Crime, Cameras, and Consequences
By Amy Willis
Can economics be utilized to improve the criminal justice system? Or are economists too enamored of unintended consequences to be effective in this realm? Is technology transforming criminal justice for the better or worse? In this episode, EconTalk host Russ Roberts welcomed economist Jennifer Doleac to talk about her research in this area.
1- The conversation starts with the question, in what ways is technology transforming the criminal justice system? How would you answer this question having listened to the podcast? Would you say technology’s net effect on criminal justice has been positive or negative? Explain.
2- All the technologies Roberts and Doleac discuss present trade-offs, and privacy is among the greatest concerns they raise. How do you quantify privacy loss? To what extent is it possible to identify the “optimal” amount of privacy loss balanced against crime mitigation?

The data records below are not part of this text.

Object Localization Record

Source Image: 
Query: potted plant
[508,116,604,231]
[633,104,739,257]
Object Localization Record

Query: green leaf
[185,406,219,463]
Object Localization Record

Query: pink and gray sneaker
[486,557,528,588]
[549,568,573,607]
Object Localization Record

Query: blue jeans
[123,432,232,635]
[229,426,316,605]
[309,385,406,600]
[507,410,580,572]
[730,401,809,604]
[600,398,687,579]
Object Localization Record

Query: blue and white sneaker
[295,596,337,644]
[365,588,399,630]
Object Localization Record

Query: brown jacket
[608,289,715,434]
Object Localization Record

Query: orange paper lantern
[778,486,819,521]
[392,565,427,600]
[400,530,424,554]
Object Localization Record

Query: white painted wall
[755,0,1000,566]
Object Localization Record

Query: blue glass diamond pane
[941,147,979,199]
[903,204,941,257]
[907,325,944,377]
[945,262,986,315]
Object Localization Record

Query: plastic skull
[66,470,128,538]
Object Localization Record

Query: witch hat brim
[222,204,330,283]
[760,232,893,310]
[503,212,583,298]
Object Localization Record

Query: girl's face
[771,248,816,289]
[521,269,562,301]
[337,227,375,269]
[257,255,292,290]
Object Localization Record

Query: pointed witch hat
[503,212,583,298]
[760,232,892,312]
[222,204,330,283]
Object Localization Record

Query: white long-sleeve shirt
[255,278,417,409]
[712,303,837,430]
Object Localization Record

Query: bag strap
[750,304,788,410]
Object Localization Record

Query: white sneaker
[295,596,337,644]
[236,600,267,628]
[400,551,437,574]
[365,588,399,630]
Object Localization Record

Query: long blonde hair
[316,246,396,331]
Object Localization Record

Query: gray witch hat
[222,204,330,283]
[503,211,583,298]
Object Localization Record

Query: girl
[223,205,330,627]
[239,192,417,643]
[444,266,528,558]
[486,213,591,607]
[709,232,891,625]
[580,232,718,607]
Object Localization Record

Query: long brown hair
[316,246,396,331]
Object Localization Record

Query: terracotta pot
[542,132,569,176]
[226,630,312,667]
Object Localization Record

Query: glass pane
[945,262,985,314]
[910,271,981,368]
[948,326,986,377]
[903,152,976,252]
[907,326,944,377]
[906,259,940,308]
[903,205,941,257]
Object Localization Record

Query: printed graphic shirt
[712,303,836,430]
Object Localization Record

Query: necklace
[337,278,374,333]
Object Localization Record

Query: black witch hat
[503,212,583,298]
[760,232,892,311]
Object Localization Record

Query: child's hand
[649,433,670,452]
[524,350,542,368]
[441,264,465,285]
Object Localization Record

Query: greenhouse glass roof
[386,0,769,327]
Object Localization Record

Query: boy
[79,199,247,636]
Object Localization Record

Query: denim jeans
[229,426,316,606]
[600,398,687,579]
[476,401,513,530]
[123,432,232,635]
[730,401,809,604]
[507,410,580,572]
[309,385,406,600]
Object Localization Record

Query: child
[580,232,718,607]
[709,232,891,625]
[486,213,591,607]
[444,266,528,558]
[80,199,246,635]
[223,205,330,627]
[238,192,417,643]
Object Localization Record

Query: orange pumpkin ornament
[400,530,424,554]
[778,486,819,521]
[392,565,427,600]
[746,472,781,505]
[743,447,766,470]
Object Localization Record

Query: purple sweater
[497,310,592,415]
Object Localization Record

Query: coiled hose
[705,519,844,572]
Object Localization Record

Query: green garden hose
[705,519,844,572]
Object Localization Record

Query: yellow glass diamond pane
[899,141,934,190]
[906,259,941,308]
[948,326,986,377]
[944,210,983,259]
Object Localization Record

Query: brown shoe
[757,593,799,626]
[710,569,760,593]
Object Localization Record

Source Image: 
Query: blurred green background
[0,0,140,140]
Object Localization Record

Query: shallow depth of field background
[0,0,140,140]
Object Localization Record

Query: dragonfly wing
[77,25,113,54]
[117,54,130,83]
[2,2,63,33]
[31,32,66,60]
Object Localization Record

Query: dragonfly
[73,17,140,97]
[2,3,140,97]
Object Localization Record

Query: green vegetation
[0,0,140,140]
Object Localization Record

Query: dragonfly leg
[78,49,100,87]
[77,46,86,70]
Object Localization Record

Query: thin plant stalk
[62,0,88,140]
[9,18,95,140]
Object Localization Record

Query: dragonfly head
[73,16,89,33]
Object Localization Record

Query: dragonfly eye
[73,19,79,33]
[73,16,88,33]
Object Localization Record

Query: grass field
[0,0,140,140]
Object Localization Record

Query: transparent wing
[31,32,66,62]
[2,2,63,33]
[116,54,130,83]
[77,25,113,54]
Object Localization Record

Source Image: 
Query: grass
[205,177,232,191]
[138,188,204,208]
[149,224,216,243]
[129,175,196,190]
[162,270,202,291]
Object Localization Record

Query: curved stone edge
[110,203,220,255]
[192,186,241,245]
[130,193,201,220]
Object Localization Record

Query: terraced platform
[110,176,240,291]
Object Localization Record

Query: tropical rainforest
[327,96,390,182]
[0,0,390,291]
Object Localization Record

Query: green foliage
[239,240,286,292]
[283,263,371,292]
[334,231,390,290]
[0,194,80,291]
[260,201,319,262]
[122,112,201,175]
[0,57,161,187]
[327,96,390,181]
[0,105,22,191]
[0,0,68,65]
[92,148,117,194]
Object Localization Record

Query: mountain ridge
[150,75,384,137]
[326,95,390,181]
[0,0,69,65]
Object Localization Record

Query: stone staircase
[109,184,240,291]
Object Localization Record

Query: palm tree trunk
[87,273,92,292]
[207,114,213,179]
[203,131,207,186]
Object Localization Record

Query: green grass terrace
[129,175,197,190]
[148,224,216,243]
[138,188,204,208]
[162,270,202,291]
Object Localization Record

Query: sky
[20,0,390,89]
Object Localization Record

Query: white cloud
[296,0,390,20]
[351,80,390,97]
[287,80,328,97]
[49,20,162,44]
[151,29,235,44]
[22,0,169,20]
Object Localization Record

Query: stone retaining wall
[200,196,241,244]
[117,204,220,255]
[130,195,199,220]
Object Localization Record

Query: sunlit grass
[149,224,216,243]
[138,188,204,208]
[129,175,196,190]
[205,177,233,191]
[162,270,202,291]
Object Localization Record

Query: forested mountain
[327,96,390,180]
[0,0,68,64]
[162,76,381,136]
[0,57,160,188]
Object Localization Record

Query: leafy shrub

3- The conversation turns to police and body-worn cameras. Why might the use of cameras increase the use of force on the part of the police? Do you think the costs outweigh the benefits? Roberts suggests that if cameras are a good idea for police, they might serve teachers well, too. Should we put cameras in classrooms?
4- Doleac says that DNA databases can help to reduce crime in two ways. What are they? Which do you think is a greater invasion of privacy- omnipresent cameras or DNA databases?
5- What does Roberts mean when he expresses concern that technological solutions may be diverting us from the underlying reasons why people commit crimes? Do you think it’s fair to “ban the box”? (52:45) Why or why not?